California's Insurance Commissioner Ricardo Lara tried to force the state's insurer of last resort to offer liability and water-damage coverage — the stuff that makes a home insurance policy actually useful. A Department of Insurance regulation would have required it. The California FAIR Plan would have had to step up. Then a state appeals court blocked the entire thing.

The court's reasoning: the FAIR Plan was designed in 1968 to be a bare-bones safety net for people who can't get insurance anywhere else. Liability coverage wasn't part of the original legislative intent.

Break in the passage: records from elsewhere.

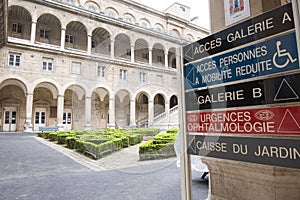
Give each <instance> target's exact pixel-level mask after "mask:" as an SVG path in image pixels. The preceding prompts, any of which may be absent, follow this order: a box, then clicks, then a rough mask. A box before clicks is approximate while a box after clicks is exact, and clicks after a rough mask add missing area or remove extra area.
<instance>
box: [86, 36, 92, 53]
mask: <svg viewBox="0 0 300 200" xmlns="http://www.w3.org/2000/svg"><path fill="white" fill-rule="evenodd" d="M91 51H92V36H91V35H88V46H87V53H88V54H91Z"/></svg>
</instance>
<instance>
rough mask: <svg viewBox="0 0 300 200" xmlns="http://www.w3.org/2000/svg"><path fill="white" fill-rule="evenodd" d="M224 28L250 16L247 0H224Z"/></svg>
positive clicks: (249, 12) (249, 4)
mask: <svg viewBox="0 0 300 200" xmlns="http://www.w3.org/2000/svg"><path fill="white" fill-rule="evenodd" d="M224 11H225V24H226V26H228V25H230V24H233V23H235V22H238V21H240V20H242V19H245V18H246V17H249V16H250V4H249V0H224Z"/></svg>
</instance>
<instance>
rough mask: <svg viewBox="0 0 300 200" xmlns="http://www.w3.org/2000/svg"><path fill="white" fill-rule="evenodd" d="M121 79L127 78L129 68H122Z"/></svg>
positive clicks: (120, 78)
mask: <svg viewBox="0 0 300 200" xmlns="http://www.w3.org/2000/svg"><path fill="white" fill-rule="evenodd" d="M120 79H121V80H127V70H124V69H120Z"/></svg>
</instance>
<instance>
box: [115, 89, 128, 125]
mask: <svg viewBox="0 0 300 200" xmlns="http://www.w3.org/2000/svg"><path fill="white" fill-rule="evenodd" d="M115 122H116V125H117V127H122V126H128V125H129V123H130V92H129V91H128V90H126V89H120V90H118V91H117V92H116V93H115Z"/></svg>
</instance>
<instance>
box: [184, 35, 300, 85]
mask: <svg viewBox="0 0 300 200" xmlns="http://www.w3.org/2000/svg"><path fill="white" fill-rule="evenodd" d="M297 69H299V60H298V50H297V42H296V36H295V33H290V34H287V35H284V36H280V37H276V38H274V39H270V40H268V41H265V42H261V43H258V44H255V45H251V46H248V47H244V48H241V49H238V50H235V51H232V52H228V53H225V54H222V55H218V56H214V57H210V58H205V59H202V60H201V61H198V62H195V63H190V64H188V65H186V66H185V67H184V77H185V79H186V81H185V89H186V90H188V89H193V88H200V87H206V86H212V85H217V84H222V83H229V82H233V81H238V80H245V79H250V78H255V77H260V76H265V75H271V74H278V73H283V72H287V71H291V70H297Z"/></svg>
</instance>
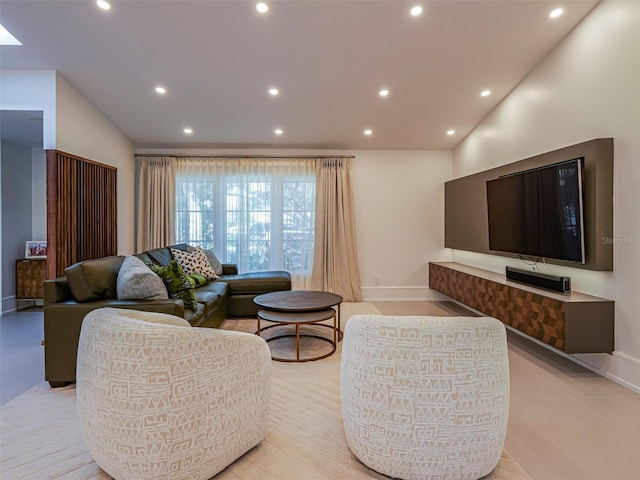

So even though homeowners on the FAIR Plan must hunt for supplemental "difference-in-conditions" policies in a market widely considered dysfunctional, the court said that's not the FAIR Plan's problem to solve. Lara said he is "looking at all available options" following the decision.

The gap is real and growing. The FAIR Plan had about 160,000 active dwelling policies following a series of catastrophic wildfires — by September that number had grown to 646,000. Broker Dina Smith says she places roughly 90% of her wrap-around clients with carriers not regulated by the state, with combined coverage typically costing at least twice a regular policy. Retired nurse Nancy Reed, 71, is paying about $2,000 for 12 months of supplemental coverage and has already been dropped by two carriers. "I'm holding my breath to see if I will be renewed next year," she said.

Gobbles Gobble's Take: The court protected the FAIR Plan's legal definition — it didn't protect the 646,000 homeowners stuck shopping a market that keeps dropping them.

Source: Los Angeles Times


Three Economists Just Proposed a Federal Rescue. Here's Why It Might Actually Work.

The private reinsurance market has a breaking point. We're hitting it. Inflation-adjusted premiums rose 28% nationally between 2017 and 2024. Insurers are exiting states. FAIR Plans are drowning in exposure. And now three economists from Wisconsin and Wharton are proposing something radical: a new federal entity called "US Re" that would sell reinsurance to homeowners' insurers — not to homeowners directly, but to the companies that insure homes.

The idea is deliberately narrow. It doesn't try to replace the private market or turn the government into an insurance company. Instead, it targets the reinsurance layer — the protection that insurers buy when they face catastrophic losses. The key mechanism is the federal government's cost of capital. Because the US Treasury can borrow at rates unavailable to private market participants, US Re could price catastrophic reinsurance at lower and more stable rates than private reinsurers can offer. The authors are careful to call this a structural fix, not a subsidy.

Why this matters: reinsurance is where the real bottleneck is. California's FAIR Plan received nearly 4,800 claims from the January 2025 Los Angeles wildfires — events that produced estimated total losses that could exceed $250 billion — and needed a $1 billion assessment on private insurers just to stay solvent. Florida, Louisiana, and Texas aren't far behind. The proposal comes from the Brookings Institution's Hamilton Project and is explicitly designed to avoid the failures of past government insurance experiments, including the debt-laden National Flood Insurance Program.

Gobbles Gobble's Take: This won't fix your premium tomorrow — but it's the first serious proposal that might actually address why premiums broke in the first place.